C'est sous la seconde République, le 15 août 1851, que la Légion d'honneur fut décernée officiellement pour la première fois à une femme, Marie-Angélique Duchemin veuve Brulon, sous-lieutenant aux Invalides, en raison de ses services militaires sous la Révolution.
Née à Dinan (Côtes-du-Nord) le 20 janvier 1772, fille et soeur de soldats engagés dans les armées révolutionnaires, Marie-Angélique Duchemin épouse un soldat nommé Brulon, et le suit avec son régiment (le 42e en Corse). Après les morts rapprochés de son mari puis de son père, Marie-Angélique décide, à 20 ans, de rester au sein du 42e régiment, où elle devient caporal, caporal fourrier, puis sergent-major.
Elle s'illustre notamment lors de la défense du fort de Gesco, le 24 mai 1794, comme en témoignent les commentaires de ses compagnons de guerre : « Nous soussignés, caporal et soldats du détachement du 42e régiment, en garnison à Calvi, certifions et attestons que, le 5 prairial an II, la citoyenne Marie Angélique Josèphe Duchemin, veuve Brulon, caporal fourrier, faisant fonction de sergent, nous commandait à l'affaire du fort de Gesco ; qu'elle s'est battue avec nous avec le courage d'une héroïne; que les rebelles corses et les Anglais ayant chargé d'assaut, nous fûmes obligés de nous battre à l'arme blanche ; qu'elle a reçu un coup de sabre au bras droit et, un moment après, un coup de stylet au bras gauche, que nous voyant manquer de munitions, à minuit, elle partit, quoique blessée, pour Calvi, à une demi-lieue, où, par le zèle et le courage d'une vraie républicaine, elle fit lever et charger de munitions environ soixante femmes, qu'elle nous amena elle-même escortée de quatre hommes, ce qui nous mit à même de repousser l'ennemi et de conserver le fort, et qu'enfin nous n'avons qu'à nous louer de son commandement ».

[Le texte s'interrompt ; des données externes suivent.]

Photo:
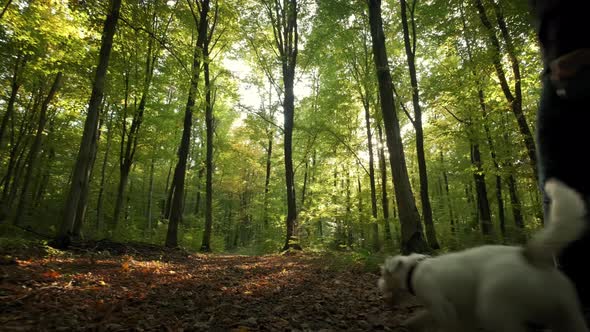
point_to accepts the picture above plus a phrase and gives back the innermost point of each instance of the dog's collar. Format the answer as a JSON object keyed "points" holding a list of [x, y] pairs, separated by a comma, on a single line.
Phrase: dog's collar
{"points": [[410, 274]]}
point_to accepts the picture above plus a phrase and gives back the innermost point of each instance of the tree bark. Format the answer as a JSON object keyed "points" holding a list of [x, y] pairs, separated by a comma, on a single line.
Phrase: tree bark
{"points": [[374, 223], [177, 198], [18, 146], [150, 199], [411, 227], [483, 205], [514, 100], [129, 139], [209, 124], [283, 16], [448, 194], [81, 173], [14, 87], [5, 8], [384, 198], [34, 150], [410, 47], [100, 201], [85, 193]]}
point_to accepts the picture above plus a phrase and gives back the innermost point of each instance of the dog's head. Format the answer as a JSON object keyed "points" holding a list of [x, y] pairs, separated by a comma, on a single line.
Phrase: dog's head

Mais lors du siège de Calvi en 1794, elle est grièvement blessée et est admise à l'hôtel des Invalides, où elle restera jusqu'à sa mort le 13 juillet 1859.
En 1804, le maréchal Sérurier sollicite la Légion d'honneur pour la veuve Brulon, sans réponse favorable. Sous la Restauration, Marie-Angélique reçoit l'épaulette d'officier mais toujours pas la croix de la Légion d'honneur.
Le 15 août 1851, le Prince-Président Louis-Napoléon Bonaparte décide donc de distinguer Marie-Angélique Brulon. Cette femme, âgée alors de 79 ans, représente en effet un symbole fort, celui d'une femme ayant combattu au cours des guerres de la Révolution, un héritage auquel Louis-Napoléon Bonaparte souhaite associer son image, à l'aube du coup d'État du 2 décembre 1851.